Object Detection and Classification

Numerous papers provide improved detections and classifications of objects. We present examples where there was a demonstrable, qualitative change in the quality of results compared to a 'traditional' method, rather than just minor improvement.

  • Kim, D-W., et al., ApJ 735 68 (2011): Quasi-stellar Object Selection Algorithm Using Time Variability and Machine Learning: Selection of 1620 Quasi-stellar Object Candidates from MACHO Large Magellanic Cloud Database --- SVM on MACHO time series finds 1620 QSO candidates. Cross-matching with the SAGE survey suggests over 70% of them are true QSOs.

  • Richards J.W., et al., arXiv/1106.2832 (2011): Active learning to overcome sample selection bias: Application to photometric variable star classification --- Active learning, in which the testing set is used to iteratively improve the training set by populating its most potentially useful regions with further examples, allows for dramatic improvement in the classification of variable stars trained on Hipparcos and OGLE and applied to the ASAS survey.

  • Richards J.W., et al., ApJ 733 10 (2011): On Machine-Learned Classification of Variable Stars with Sparse and Noisy Time-Series Data --- New methods are introduced for assigning classification probabilities for variable stars. A random forest classifier gives a 24% improvement over the previous best classification of a set of 1542 variable stars. Specific science classes, such as pulsational variables used in Milky Way tomography, can be selected with over 95% confidence.

  • D'Abrusco R., Longo G. & Walton N.A., MNRAS 396 223 (2009): Quasar candidates selection in the Virtual Observatory era --- Probabilistic principal surfaces and negative entropy clustering allow unsupervised selection of quasar candidates, guided by existing knowledge. Results for the SDSS and UKIDSS surveys are comparable to or better than existing methods.

  • Vanderplas J. & Connolly A., AJ 138 1365 (2009): Reducing the Dimensionality of Data: Locally Linear Embedding of Sloan Galaxy Spectra --- Locally linear embedding improves on PCA and line diagnostics, combining their strengths, for nonlinear dimension reduction of spectra.

  • Huertas-Company M., et al., A&A 478 971 (2008): A robust morphological classification of high-redshift galaxies using support vector machines on seeing limited images I. Method description and II. Quantifying morphological k-correction in the COSMOS field at 1 < z < 2: Ks band vs. I band --- Support vector machines can separate early/late galaxies to 20% contamination to KAB = 22 mag, which is 2x better than the CAS system, and comparable to space data.

  • Bailer-Jones C.A.L., et al., MNRAS 391 1838 (2008): Finding rare objects and building pure samples: probabilistic quasar classification from low-resolution Gaia spectra --- 'Modifying the output probabilities from a classifier so as to accommodate our expectation (priors) concerning the relative frequencies of different classes of objects allows the selection of a very pure sample of quasars for the Gaia satellite, even though quasars are extremely rare within the sample. This is a considerable improvement compared to results for unmodified probabilities.'

  • Abdalla F., et al., MNRAS 387 945 (2008): Predicting spectral features in galaxy spectra from broad-band photometry --- ANNs can be used to classify AGN, passive, and star-forming galaxies, without requiring the usual diagnostic emission lines to be present.

  • Bailey S., et al., ApJ 665 1246 (2007): How to Find More Supernovae With Less Work: Object Classification Techniques for Difference Imaging --- Support vector machine and random forest improve on threshold cuts for selecting supernovae by up to 10x.

  • Bazell D. & Miller D.J., ApJ 618 723 (2005): Class Discovery in Galaxy Classification --- The use of semi-supervised learning allows up to a 57% reduction in classification error compared to a normal ANN using only labeled data.
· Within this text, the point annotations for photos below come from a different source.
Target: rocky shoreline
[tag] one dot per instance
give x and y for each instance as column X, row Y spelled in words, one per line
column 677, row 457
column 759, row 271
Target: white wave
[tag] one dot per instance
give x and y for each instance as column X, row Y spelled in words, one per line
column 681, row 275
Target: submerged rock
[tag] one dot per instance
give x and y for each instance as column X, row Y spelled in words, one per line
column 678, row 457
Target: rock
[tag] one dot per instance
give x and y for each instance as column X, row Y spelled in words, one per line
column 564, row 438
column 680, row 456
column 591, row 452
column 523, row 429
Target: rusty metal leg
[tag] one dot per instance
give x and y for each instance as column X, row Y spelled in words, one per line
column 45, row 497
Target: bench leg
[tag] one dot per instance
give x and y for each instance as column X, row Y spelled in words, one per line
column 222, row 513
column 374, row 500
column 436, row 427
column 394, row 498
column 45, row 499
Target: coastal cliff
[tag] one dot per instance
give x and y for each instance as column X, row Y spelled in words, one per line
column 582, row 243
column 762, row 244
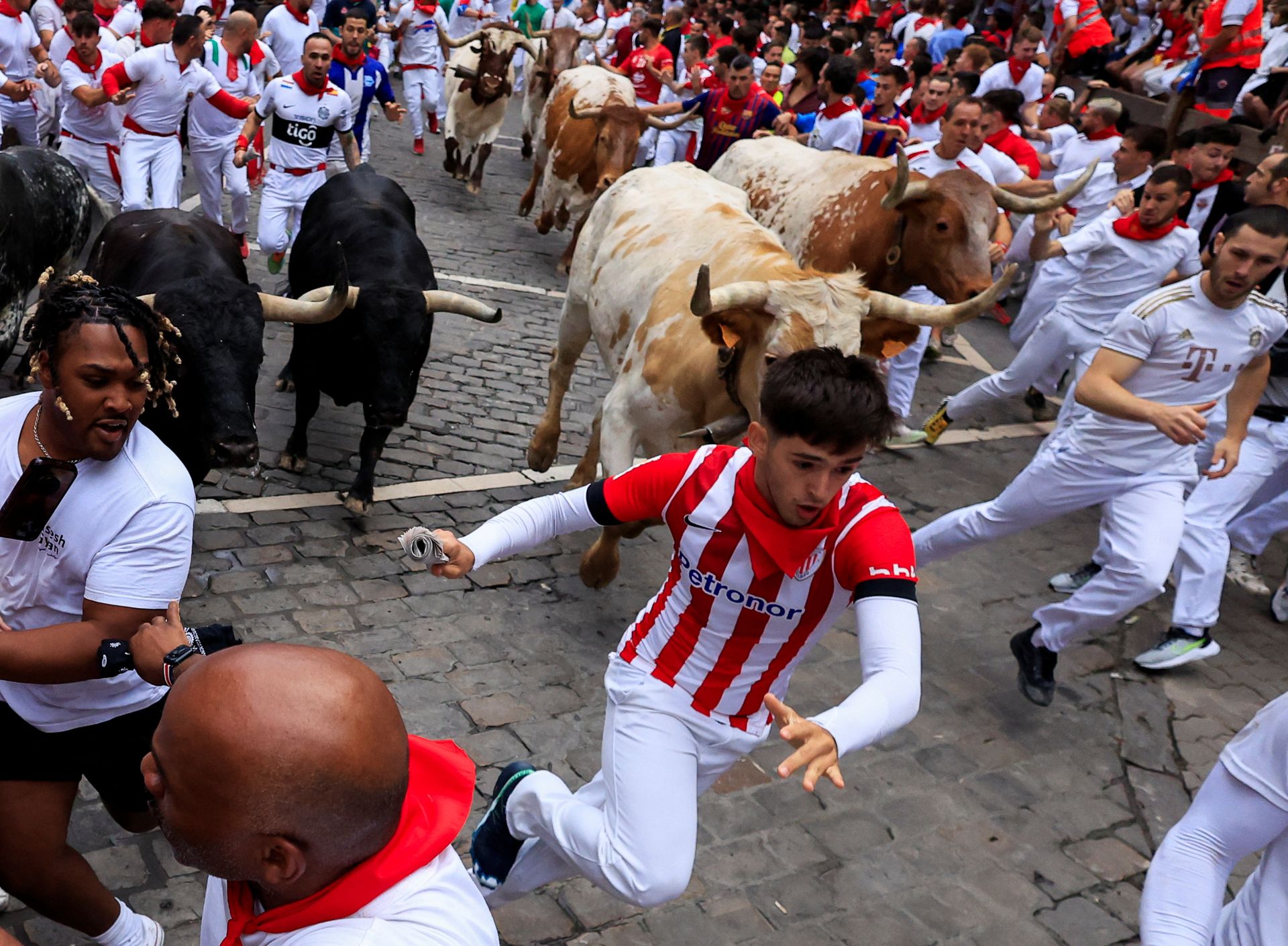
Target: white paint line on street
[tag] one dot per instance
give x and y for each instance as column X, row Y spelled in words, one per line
column 484, row 482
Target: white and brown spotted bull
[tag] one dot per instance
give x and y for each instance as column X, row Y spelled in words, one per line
column 480, row 81
column 557, row 50
column 590, row 132
column 688, row 299
column 898, row 228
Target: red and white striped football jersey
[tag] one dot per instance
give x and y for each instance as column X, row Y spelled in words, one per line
column 747, row 596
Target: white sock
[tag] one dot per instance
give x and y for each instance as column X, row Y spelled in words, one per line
column 128, row 929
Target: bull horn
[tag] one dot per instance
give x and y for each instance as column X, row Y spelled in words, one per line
column 720, row 431
column 463, row 40
column 1038, row 205
column 751, row 294
column 588, row 114
column 441, row 301
column 317, row 306
column 897, row 194
column 653, row 121
column 885, row 306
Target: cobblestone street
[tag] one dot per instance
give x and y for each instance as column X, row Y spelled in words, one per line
column 985, row 821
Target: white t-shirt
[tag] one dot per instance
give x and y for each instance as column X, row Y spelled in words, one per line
column 1005, row 170
column 18, row 38
column 420, row 42
column 437, row 905
column 922, row 158
column 1191, row 352
column 843, row 133
column 205, row 121
column 123, row 535
column 1000, row 78
column 162, row 91
column 47, row 15
column 98, row 124
column 1117, row 271
column 289, row 35
column 307, row 121
column 1257, row 757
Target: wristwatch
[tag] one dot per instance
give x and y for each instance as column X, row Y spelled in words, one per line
column 173, row 659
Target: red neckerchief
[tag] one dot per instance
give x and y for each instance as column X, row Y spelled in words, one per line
column 1219, row 179
column 306, row 88
column 837, row 109
column 439, row 792
column 338, row 54
column 1132, row 228
column 88, row 70
column 920, row 116
column 772, row 544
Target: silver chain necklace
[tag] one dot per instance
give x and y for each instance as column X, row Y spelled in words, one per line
column 35, row 431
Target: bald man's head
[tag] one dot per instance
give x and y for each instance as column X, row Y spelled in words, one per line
column 278, row 765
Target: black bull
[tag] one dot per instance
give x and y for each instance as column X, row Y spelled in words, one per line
column 44, row 222
column 372, row 354
column 193, row 274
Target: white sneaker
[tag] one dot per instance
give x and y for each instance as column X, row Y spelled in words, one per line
column 1279, row 602
column 1177, row 649
column 1242, row 570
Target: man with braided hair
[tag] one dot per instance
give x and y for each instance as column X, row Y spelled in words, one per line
column 113, row 554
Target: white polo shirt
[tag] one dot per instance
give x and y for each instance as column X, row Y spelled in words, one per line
column 289, row 35
column 162, row 91
column 435, row 905
column 1191, row 352
column 1118, row 271
column 18, row 38
column 1000, row 78
column 205, row 121
column 303, row 125
column 98, row 124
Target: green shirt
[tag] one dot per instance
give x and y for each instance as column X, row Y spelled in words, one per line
column 527, row 17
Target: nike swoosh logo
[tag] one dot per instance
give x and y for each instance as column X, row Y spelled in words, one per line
column 700, row 525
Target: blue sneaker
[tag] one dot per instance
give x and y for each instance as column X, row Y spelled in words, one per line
column 492, row 848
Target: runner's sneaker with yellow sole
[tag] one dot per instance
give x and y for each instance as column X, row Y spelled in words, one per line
column 936, row 423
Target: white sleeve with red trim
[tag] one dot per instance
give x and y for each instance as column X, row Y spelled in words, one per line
column 890, row 694
column 641, row 492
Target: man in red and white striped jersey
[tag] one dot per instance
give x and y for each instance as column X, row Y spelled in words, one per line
column 773, row 541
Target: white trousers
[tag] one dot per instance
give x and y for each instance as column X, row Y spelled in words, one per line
column 1138, row 544
column 156, row 159
column 631, row 829
column 672, row 146
column 421, row 89
column 22, row 117
column 904, row 369
column 213, row 166
column 95, row 163
column 1045, row 355
column 1199, row 570
column 281, row 203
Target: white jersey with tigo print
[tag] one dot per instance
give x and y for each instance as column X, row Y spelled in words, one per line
column 303, row 124
column 724, row 628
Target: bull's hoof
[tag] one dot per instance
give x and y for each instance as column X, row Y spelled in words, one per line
column 599, row 565
column 292, row 463
column 541, row 453
column 357, row 505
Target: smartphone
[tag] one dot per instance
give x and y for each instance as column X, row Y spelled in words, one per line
column 35, row 498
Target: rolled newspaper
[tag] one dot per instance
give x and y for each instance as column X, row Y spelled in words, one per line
column 421, row 543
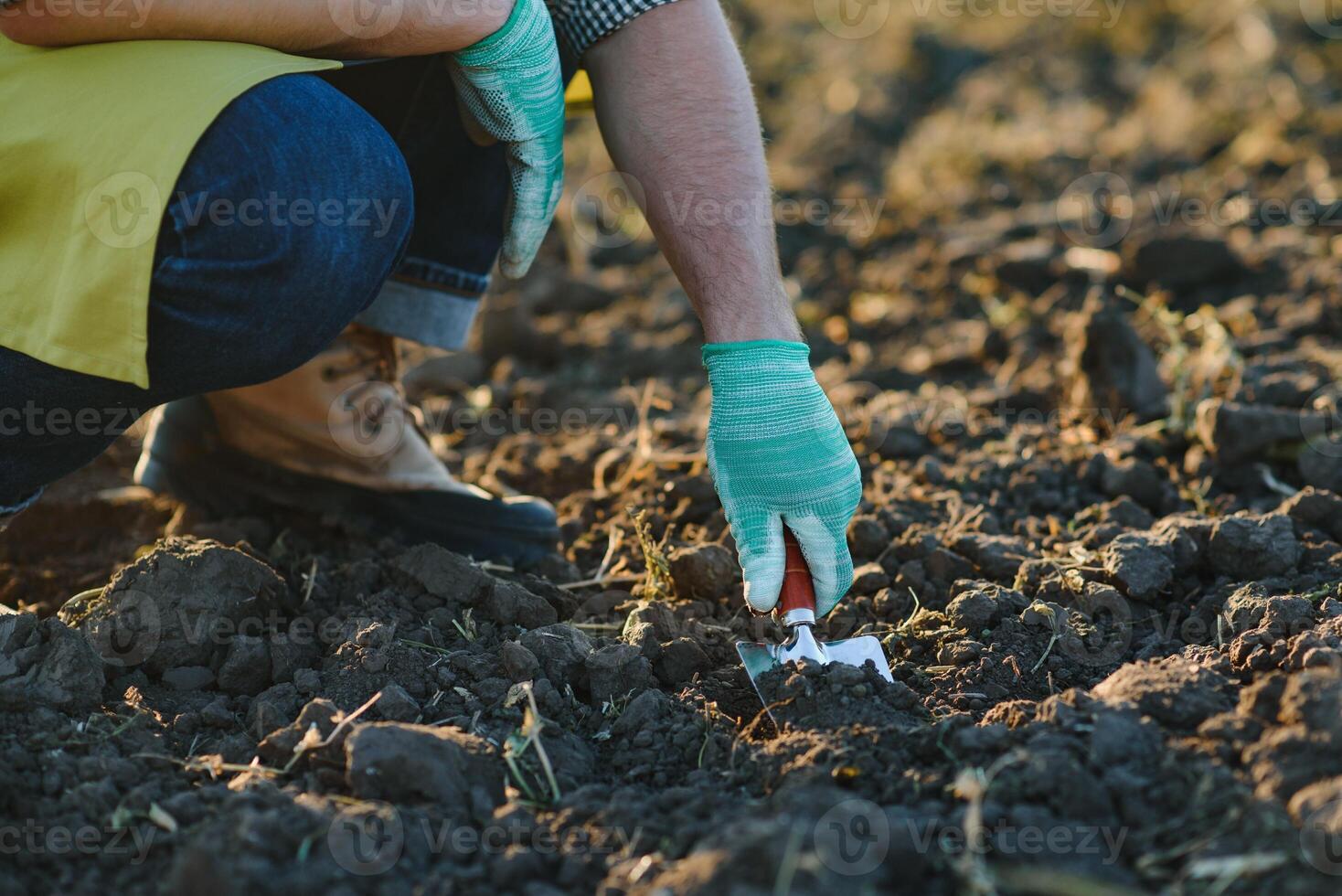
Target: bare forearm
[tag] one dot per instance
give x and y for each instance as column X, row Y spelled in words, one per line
column 346, row 28
column 676, row 109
  • Carballo R., Cofino A.S. & Gonzalez-Serrano J.I., MNRAS 353 211 (2004): Selection of quasar candidates from combined radio and optical surveys using neural networks --- ANN selection allows a sample with 87% reliability, and 80% completeness, compared to 56% for the original candidate list.

  • Philip N.S., et al., A&A 385 1119 (2002): A difference boosting neural network for automated star-galaxy classification --- The performance of the DBNN is comparable to SExtractor, but is significantly faster and more flexible during both training and classification.

  • Bazell D. & Aha D.W., ApJ 548 219 (2001): Ensembles of Classifiers for Morphological Galaxy Classification --- 'the ensemble approach can significantly increase the performance of certain automated classification methods when applied to the domain of morphological galaxy classification.'

  • Andreon S., et al., MNRAS 319 700 (2000): Wide field imaging I. Applications of neural networks to object detection and star/galaxy classification --- The NExt (Neural Extractor) software is at least as effective as that of SExtractor, without the myriad of adjustable parameters.

  • Serra-Ricart M., et al., A&AS 115 195 (1996): Faint Object Classification Using Artificial Neural Networks --- The ANN produces similar results to traditional methods (FOCAS), but gives a clear advantage in terms of speed.

  • Weir N., Fayyad U.M. & Djorgovski S., AJ 109 6 (1995): Automated Star/Galaxy Classification for Digitized POSS-II --- Use of decision trees deepens the detection of objects on plate material by 0.5-1 mag.

  • Naim A., et al., MNRAS 275 567 (1995): Automated morphological classification of APM galaxies by supervised artificial neural networks --- ANNs can morphologically classify galaxies with an RMS dispersion of 1.8 Hubble T types, the same as that between human experts, but at an enormously higher speed, meaning that large galaxy catalogues can therefore be classified.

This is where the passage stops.